UUID libraries generate 32-character UUIDs.
I want to generate 8-character only UUIDs, is it possible?
32 hexadecimals x log2(16) bits/hexadecimal = 128 bits in a UUID. In the version 4, variant 1 type of UUID, 6 bits are fixed and the remaining 122 bits are randomly generated, for a total of 2¹²² possible UUIDs.
Universally Unique Identifiers, or UUIDS, are 128 bit numbers, composed of 16 octets and represented as 32 base-16 characters, that can be used to identify information across a computer system.

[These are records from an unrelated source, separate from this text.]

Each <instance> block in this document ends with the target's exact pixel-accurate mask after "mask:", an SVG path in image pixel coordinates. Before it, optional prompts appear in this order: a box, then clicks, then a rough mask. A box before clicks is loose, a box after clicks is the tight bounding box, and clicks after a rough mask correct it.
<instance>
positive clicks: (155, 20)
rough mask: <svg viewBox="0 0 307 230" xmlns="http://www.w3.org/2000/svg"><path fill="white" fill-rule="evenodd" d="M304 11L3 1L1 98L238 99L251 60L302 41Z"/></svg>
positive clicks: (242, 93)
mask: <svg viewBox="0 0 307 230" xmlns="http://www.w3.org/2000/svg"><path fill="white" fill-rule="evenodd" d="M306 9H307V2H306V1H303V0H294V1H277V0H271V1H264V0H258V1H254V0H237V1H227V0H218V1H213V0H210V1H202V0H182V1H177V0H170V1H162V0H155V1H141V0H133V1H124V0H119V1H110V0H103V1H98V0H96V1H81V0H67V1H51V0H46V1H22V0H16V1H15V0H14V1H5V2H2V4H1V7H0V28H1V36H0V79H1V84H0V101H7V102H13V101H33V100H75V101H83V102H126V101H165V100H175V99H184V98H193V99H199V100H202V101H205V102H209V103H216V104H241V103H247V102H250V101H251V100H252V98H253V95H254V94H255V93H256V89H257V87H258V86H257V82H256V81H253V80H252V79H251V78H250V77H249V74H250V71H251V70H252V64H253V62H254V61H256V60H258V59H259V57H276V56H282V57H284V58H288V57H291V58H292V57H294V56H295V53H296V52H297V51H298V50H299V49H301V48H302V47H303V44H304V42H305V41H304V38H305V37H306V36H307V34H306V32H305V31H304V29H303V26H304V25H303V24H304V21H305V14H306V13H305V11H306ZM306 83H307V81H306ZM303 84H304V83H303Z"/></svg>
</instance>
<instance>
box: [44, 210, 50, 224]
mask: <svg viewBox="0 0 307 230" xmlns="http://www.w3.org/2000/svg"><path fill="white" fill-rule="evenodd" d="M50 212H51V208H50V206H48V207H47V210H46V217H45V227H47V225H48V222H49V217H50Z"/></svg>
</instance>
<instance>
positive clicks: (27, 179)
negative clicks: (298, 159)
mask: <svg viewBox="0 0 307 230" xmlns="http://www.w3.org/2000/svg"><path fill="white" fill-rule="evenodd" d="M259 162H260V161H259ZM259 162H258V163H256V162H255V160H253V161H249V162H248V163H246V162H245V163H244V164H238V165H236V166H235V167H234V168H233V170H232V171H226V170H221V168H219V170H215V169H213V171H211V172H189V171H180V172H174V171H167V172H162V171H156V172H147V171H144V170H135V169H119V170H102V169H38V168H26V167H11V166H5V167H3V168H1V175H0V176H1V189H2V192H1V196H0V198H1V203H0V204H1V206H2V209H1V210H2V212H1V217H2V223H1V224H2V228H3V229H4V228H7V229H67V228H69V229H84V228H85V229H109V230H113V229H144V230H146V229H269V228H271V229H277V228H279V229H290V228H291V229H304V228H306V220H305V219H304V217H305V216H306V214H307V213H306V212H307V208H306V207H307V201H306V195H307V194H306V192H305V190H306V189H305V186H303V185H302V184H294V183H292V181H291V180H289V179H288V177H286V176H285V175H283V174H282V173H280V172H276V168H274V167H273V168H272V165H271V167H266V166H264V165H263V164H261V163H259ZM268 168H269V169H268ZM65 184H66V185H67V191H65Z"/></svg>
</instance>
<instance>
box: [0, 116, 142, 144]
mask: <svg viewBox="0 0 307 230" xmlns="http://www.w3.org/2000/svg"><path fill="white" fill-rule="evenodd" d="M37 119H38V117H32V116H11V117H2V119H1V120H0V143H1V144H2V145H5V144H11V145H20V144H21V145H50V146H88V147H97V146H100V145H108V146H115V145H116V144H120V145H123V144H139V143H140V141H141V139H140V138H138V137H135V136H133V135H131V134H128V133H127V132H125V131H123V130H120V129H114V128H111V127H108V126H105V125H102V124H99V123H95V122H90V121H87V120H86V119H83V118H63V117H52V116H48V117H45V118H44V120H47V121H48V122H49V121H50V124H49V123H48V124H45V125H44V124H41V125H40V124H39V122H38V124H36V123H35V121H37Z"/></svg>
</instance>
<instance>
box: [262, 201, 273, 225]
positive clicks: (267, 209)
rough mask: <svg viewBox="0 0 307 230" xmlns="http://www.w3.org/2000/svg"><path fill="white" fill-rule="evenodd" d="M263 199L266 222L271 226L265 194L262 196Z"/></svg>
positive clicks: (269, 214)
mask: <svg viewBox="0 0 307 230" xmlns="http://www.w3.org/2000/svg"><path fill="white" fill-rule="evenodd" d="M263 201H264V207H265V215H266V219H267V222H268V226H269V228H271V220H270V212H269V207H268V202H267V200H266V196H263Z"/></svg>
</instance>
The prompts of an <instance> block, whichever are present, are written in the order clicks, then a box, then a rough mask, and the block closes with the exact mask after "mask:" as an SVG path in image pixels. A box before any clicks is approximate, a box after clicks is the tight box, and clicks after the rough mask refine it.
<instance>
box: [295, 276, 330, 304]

You can use base64 encoding and reduce it to 22 characters. If you use base94 you can get it does to 20 characters. If you use the whole range of valid chars fro \u0000 to \ufffd you can reduce it to just 9 characters or 17 bytes. If you don't care about Strings you can use 16, 8-bit bytes.
UUID was standardized by the Open Software Foundation (OSF), becoming a part of the Distributed Computing Environment (DCE). Different versions of UUID follow the RFC 4122 specification. UUIDs are generated using an algorithm based on a timestamp and other factors such as the network address.
It is not possible since a UUID is a 16-byte number per definition. But of course, you can generate 8-character long unique strings (see the other answers).
Also be careful with generating longer UUIDs and substring-ing them, since some parts of the ID may contain fixed bytes (e.g. this is the case with MAC, DCE and MD5 UUIDs).